Questo sia perché la voce di Elvis è cambiata nel tempo, e Austin era in grado di cantare come l’Elvis degli esordi, sia per una questione tecnica, così spiegata dal regista australiano: «Quasi tutte le registrazioni di Elvis prima degli anni '60, tutte quelle tracce classiche degli anni '50 sono registrazioni in mono; in realtà non puoi separare la voce dalla band, che è una delle cose fondamentali che bisogna fare per un film. Oltre all’aspetto tecnico queste registrazioni, sebbene affascinanti e profondamente familiari, non catturano l'esperienza scioccante e cruda del giovane Elvis dal vivo sul palco. Agli albori Elvis si sentiva come un punk rocker originale. Ciò ha significato che avremmo dovuto creare il suono. Fortunatamente Austin era in grado di cantare come l’Elvis di quell'epoca, una sorta di rock and roll punk».

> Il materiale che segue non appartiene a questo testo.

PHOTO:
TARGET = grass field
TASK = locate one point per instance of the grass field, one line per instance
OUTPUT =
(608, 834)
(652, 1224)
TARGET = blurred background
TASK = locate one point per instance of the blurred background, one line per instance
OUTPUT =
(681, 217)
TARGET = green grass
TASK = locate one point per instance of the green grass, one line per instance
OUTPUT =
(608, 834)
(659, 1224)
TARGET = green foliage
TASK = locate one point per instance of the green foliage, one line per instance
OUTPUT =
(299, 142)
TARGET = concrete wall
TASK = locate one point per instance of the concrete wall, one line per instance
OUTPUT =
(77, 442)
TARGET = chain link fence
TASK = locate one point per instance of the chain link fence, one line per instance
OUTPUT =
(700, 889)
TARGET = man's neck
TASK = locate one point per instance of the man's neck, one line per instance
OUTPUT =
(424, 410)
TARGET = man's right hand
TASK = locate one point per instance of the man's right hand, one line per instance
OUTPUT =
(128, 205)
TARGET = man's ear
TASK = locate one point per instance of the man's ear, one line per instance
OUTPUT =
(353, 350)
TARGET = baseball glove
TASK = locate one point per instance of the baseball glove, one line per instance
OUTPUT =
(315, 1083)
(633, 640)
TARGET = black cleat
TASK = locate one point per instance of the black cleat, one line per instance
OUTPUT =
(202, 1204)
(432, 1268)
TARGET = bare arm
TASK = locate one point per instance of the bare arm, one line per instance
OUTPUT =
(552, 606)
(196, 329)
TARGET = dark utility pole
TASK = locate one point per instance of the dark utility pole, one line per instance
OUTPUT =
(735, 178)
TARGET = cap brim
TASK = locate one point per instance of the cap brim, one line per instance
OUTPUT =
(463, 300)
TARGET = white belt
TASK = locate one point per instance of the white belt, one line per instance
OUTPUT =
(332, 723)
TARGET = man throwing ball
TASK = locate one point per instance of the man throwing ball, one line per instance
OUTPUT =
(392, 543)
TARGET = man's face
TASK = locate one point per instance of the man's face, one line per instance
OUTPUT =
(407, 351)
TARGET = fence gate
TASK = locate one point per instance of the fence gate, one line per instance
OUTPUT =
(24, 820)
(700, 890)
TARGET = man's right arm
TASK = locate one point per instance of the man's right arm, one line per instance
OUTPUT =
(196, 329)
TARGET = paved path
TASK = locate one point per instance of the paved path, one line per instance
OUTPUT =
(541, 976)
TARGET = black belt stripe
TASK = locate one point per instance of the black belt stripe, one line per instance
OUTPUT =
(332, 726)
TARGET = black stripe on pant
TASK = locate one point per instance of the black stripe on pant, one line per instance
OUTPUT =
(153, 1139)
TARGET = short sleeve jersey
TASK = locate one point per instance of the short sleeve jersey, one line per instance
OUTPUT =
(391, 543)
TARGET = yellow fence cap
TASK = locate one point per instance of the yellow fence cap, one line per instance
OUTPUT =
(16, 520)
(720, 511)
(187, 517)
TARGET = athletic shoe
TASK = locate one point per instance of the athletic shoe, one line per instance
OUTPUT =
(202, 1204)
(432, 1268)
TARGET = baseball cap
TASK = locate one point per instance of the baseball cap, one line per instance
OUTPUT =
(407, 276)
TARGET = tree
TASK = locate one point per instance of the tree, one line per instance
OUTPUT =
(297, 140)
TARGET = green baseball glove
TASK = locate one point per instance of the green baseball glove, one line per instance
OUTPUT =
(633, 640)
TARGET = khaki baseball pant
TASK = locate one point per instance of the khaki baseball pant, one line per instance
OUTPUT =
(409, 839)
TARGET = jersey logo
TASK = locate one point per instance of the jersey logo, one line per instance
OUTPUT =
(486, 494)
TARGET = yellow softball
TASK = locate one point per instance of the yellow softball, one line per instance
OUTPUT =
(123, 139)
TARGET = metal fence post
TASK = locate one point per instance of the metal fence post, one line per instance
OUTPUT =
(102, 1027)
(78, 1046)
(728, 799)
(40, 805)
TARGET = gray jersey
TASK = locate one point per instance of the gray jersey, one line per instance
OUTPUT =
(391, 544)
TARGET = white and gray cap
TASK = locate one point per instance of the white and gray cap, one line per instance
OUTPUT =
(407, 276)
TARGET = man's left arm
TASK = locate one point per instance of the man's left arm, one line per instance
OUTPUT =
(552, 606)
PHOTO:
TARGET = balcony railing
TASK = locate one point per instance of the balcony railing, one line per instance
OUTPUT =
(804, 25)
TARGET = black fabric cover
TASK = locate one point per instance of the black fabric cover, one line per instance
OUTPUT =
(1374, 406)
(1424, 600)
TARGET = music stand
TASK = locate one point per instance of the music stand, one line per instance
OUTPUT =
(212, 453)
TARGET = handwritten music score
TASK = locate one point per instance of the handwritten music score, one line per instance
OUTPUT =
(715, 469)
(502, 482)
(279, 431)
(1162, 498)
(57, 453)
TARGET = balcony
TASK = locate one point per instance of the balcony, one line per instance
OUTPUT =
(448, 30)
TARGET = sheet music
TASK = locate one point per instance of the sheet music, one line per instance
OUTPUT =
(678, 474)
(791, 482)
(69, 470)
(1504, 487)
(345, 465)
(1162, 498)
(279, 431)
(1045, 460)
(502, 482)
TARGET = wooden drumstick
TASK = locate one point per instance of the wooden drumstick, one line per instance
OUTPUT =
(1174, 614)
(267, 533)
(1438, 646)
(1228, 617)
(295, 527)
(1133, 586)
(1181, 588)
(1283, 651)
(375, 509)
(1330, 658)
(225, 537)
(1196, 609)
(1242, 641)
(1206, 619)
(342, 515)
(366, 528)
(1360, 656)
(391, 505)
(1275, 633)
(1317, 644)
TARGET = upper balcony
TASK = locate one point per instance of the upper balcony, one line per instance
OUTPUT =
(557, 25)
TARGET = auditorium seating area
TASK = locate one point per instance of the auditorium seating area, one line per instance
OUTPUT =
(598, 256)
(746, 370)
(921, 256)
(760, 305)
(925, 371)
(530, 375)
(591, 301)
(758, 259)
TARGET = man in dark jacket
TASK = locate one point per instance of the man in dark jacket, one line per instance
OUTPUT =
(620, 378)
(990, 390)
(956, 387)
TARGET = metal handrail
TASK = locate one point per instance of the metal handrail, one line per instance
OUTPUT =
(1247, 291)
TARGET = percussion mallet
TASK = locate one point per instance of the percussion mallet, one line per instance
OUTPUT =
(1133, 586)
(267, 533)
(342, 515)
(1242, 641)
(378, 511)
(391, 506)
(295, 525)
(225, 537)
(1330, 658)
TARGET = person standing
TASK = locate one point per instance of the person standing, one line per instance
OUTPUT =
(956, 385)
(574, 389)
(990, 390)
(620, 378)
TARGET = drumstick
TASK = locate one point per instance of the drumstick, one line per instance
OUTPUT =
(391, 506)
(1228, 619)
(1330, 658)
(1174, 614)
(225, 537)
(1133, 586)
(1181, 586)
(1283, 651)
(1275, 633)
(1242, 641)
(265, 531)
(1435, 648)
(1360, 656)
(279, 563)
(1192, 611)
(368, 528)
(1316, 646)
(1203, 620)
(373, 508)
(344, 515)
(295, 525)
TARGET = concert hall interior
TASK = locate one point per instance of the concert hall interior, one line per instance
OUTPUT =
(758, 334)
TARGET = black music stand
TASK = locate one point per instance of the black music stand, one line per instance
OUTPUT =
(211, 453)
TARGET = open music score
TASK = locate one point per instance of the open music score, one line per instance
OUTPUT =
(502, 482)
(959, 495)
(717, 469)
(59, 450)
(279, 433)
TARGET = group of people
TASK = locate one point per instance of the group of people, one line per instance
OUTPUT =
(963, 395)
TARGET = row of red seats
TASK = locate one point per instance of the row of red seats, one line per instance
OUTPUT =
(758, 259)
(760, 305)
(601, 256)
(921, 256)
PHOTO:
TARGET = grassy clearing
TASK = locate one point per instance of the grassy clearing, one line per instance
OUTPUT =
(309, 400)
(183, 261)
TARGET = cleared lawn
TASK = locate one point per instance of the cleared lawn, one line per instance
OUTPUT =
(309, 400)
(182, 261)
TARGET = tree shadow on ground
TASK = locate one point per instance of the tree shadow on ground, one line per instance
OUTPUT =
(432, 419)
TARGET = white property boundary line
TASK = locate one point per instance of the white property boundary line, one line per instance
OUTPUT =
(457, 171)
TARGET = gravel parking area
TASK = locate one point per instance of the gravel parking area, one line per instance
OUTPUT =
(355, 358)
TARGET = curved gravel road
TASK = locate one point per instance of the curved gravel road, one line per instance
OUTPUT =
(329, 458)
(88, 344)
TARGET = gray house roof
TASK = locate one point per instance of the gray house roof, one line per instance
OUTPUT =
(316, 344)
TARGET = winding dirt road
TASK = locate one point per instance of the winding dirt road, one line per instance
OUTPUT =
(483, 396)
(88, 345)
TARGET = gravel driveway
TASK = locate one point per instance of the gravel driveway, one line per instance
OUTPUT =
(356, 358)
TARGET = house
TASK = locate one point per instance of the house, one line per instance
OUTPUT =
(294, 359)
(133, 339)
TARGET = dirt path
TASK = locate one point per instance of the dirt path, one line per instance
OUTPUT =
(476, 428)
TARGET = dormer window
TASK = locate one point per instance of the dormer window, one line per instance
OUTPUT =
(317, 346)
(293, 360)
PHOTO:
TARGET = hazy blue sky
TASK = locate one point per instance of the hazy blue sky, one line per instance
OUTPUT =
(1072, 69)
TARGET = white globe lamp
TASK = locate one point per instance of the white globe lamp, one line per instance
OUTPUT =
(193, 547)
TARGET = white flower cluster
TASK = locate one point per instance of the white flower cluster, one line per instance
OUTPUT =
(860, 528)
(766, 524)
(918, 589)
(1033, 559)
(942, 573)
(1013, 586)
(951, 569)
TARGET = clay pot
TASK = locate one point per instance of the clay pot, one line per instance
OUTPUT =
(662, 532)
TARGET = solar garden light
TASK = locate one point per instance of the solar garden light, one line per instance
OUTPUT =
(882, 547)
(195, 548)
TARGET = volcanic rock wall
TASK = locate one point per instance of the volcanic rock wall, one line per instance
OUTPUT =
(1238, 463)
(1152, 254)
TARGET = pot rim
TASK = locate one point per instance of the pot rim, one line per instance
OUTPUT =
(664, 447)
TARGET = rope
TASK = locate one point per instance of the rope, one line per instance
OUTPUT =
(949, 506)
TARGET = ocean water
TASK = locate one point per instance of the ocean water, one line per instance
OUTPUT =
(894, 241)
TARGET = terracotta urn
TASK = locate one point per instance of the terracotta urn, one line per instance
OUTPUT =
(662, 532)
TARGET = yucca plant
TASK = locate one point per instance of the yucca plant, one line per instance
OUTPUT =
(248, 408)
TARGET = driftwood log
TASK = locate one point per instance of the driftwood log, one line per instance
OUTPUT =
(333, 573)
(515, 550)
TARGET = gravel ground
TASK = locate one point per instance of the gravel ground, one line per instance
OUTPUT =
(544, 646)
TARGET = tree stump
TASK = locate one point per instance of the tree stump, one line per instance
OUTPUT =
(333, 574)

Per interiorizzare la fisicità di Elvis, Butler si è allenato con la movement coach Polly Bennett sia prima che durante le riprese: «Non solo mi ha aiutato ad oscillare come faceva lui, - ha detto - ma anche a capire come far muovere una persona in quel modo».
Per parlare e cantare nel modo unico di Elvis, la vera chiave del ruolo, è stato ugualmente affiancato da diversi vocal coach.
Un ruolo che un po’ è sembrato scritto nel destino, come da curioso aneddoto pre-film. Austin Butler, un giorno di Natale a Los Angeles, si ritrovò a cantare Blue Christmas di Elvis Presley. «Un paio di settimane dopo – ha raccontato l’attore americano trentenne - ho iniziato a suonare il piano a casa, intonando altri brani di Elvis di fronte a un mio caro amico, che mi ha afferrato il braccio e ha detto: “Devi proprio interpretare Elvis”». Due giorni dopo il suo agente gli comunicò l’intenzione di Baz Luhrmann di girare un film sul Re del rock’n’roll. «Ho lasciato perdere tutto pur di ottenere il ruolo. Mi è nata quasi un’ossessione per Elvis: ho iniziato a leggere e vedere tutto quel che ho potuto sulla sua vita, sui suoi amici e parenti. Ho ascoltato solo la sua musica. Prima ancora che iniziassero le audizioni, ho inviato a Baz un video in cui suonavo il piano e cantavo Unchained Melody».
Quando finalmente ha incontrato Luhrmann di persona, «ci siamo intesi da subito e abbiamo avviato un processo durato molti mesi» fino a quando finalmente è arrivato il giorno dello screen test ufficiale. Butler confessa: «Pensavo di aver fallito. Avevo preparato tre canzoni, ma Baz le ha cambiate all'ultimo momento. Col senno di poi, sono sicuro che mi ha messo alla prova, per vedere come mi sarei comportato sotto pressione, ma in quel momento pensavo di averlo decisamente deluso». A distanza di pochi giorni è arrivata la telefonata con la conferma di aver ottenuto la parte. «Ho sentito il peso della responsabilità. Ogni giorno ero assalito dall’ansia, perché volevo rendere giustizia al personaggio e alla sua famiglia, omaggiare lui e la sua vita. È stato difficile non sentirsi un bambino con l'abito del padre, come se avessi dovuto indossare scarpe più grandi di me con cui a malapena sarei riuscito a camminare».
Sicuramente le scarpe indossate sono più grandi di lui, ma Butler – con il tocco di Luhrmann – è stato bravo a non farcene accorgere.